Seven days, Helen thought, counting on her fingers to make sure. All that time in the Underworld makes it feel like seven weeks. Maybe it has been seven weeks for me.

“It sounds confusing, but it’s not,” Ariadne said when she realized that Helen wasn’t going to continue. “There are Four Houses, and all Four Houses owe each other a blood debt from the Trojan War. That’s why the Furies make us want to kill someone from another House.
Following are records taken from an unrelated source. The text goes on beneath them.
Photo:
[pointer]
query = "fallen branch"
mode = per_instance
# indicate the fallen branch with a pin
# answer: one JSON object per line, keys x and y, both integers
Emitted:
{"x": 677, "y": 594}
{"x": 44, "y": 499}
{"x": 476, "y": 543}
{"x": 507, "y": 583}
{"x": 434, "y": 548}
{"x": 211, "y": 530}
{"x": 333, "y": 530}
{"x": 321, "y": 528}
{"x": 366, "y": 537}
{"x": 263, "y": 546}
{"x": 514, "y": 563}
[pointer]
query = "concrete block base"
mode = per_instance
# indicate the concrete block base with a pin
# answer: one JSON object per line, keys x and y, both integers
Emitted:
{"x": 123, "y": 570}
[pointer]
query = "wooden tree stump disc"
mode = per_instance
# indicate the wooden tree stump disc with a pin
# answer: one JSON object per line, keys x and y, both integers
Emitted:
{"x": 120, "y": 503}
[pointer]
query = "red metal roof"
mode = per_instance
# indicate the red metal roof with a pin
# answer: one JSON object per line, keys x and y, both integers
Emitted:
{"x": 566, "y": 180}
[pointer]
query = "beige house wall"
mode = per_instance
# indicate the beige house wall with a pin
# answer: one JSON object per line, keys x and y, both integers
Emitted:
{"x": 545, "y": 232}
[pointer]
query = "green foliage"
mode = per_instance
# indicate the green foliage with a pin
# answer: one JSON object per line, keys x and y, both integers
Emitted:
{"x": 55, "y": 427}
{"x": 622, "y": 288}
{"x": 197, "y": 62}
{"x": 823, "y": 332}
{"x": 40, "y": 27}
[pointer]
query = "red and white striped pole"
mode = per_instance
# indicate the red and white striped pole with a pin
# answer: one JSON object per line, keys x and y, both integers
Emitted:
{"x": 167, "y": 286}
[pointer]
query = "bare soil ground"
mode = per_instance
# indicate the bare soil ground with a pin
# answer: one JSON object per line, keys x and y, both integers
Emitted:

Vengeance.”

“A billion years ago someone from the House of Atreus killed someone from the House of Thebes and you are expected to pay that blood debt?” Matt asked dubiously.

“Pretty much, except it was a lot more than just one death. We’re talking about the Trojan War, here. A lot of people died, both demigod Scions and full mortals like you,” Ariadne said with an apologetic grimace.

“I know a lot of people died, but how does this blood-for-blood thing get you anywhere?” Matt persisted. “It never ends. It’s insane.”

Lucas laughed mirthlessly and lifted his eyes from his lap to meet Matt’s. “You’re right. The Furies drive us mad, Matt,” he said quietly, patiently. “They haunt us until we break.”

Helen remembered that tone. She thought of it as Lucas’s professor voice. She could listen to it all day, except she knew she shouldn’t want to.

“They make us want to kill each other in order to fulfill some twisted sort of justice,” Lucas continued in his measured tone. “Someone from another House kills a person in our House. We kill one from theirs in retaliation, and on it goes for three and a half thousand years. And if a Scion kills someone from his own House, he becomes an Outcast.”

“Like Hector,” Matt said tentatively. Even saying the name of their brother and cousin set off the Furies’ curse, angering the Delos clan. Matt only risked it now for the sake of being clear. “He killed your cousin Creon because Creon killed your aunt Pandora, and now you all feel an irresistible urge to kill him, even though you still love him. I’m sorry. I’m still not seeing how that’s even remotely like justice.”

Helen looked around and saw Ariadne, Jason, and Lucas gritting their teeth. Jason was the first to calm himself.